Uno se las ingenia para desaparecer. Sigue la regla Radiohead.

Mi gran pregunta es si ese lugar de donde venimos determina la dirección que tomamos al momento de alzarnos a la bosta.

¿Será?

Mientras tanto, digo, mientras se haga el momento, mientras no tenga vacaciones y mientras tenga que vivir acá (con la sospecha infundada de que no voy a morirme acá), lo que me queda es revivir esos momentos tan dulces que viví en otros lados. Uno siempre adora lo que ya no está, por un impulso estúpido pero a la vez lúcido de la naturaleza humana. Abrazamos más fuerte a ese amigo que volvió de pasar tres años de intercambio en Kirguistán al compañero de laburo que vemos todos los días. Nos convencemos de que esos reencuentros son los momentos especiales en la vida. Al menos, hasta que ese amigo empiece a repetir una y otra vez la misma anécdota de mierda sobre Kirguistán cada vez que vas a matear a su casa.
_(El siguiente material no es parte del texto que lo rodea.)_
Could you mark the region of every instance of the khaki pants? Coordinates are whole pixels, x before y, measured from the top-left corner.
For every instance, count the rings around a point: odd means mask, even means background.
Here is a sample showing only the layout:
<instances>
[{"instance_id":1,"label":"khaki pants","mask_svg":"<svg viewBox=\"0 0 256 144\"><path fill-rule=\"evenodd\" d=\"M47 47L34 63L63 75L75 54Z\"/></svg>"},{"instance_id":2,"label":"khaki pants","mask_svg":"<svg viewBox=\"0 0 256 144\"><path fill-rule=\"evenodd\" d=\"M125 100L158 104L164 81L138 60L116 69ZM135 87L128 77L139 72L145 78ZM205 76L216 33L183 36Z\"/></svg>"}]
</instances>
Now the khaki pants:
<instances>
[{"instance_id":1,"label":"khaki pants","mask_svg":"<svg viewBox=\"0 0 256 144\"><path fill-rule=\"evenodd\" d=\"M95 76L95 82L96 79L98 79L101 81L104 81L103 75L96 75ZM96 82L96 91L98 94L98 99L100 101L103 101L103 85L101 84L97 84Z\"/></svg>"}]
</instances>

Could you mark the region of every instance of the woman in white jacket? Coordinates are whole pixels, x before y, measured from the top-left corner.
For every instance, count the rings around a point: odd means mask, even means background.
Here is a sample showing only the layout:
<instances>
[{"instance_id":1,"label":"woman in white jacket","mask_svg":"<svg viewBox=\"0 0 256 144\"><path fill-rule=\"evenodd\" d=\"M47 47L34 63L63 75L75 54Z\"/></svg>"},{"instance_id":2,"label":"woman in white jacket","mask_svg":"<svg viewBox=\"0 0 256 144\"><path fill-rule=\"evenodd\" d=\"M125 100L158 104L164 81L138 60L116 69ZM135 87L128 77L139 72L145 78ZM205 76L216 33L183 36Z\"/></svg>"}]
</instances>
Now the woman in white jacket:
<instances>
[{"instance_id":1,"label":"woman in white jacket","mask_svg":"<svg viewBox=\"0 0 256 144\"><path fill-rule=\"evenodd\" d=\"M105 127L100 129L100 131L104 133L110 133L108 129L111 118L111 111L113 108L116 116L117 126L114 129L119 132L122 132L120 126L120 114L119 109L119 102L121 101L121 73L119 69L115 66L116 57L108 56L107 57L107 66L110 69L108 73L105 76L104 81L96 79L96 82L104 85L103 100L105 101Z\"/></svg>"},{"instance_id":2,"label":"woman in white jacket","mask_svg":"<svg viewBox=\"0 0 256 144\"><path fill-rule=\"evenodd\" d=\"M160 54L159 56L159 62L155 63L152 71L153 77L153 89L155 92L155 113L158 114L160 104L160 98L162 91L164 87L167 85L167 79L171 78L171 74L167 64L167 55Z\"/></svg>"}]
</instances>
Entonces, digamos para terminar esto de una puta vez, mientras se aplaza el reencuentro, me queda armar una pequeña playlist de esos momentos tan especiales que viví en ese lugar que no es Córdoba, y que tampoco me animo a decir que es Corrientes, porque es más una imagen de Corrientes que queda grabada en los acordes, en los sabores y en los olores y que no agota la hermosura correntina, que es algo nuevo que descubro cada vez que voy y que, por lógica, no puede ser lo que estoy recordando ahora mismo.

Me piro, porque se acabó el tiempo de cyber.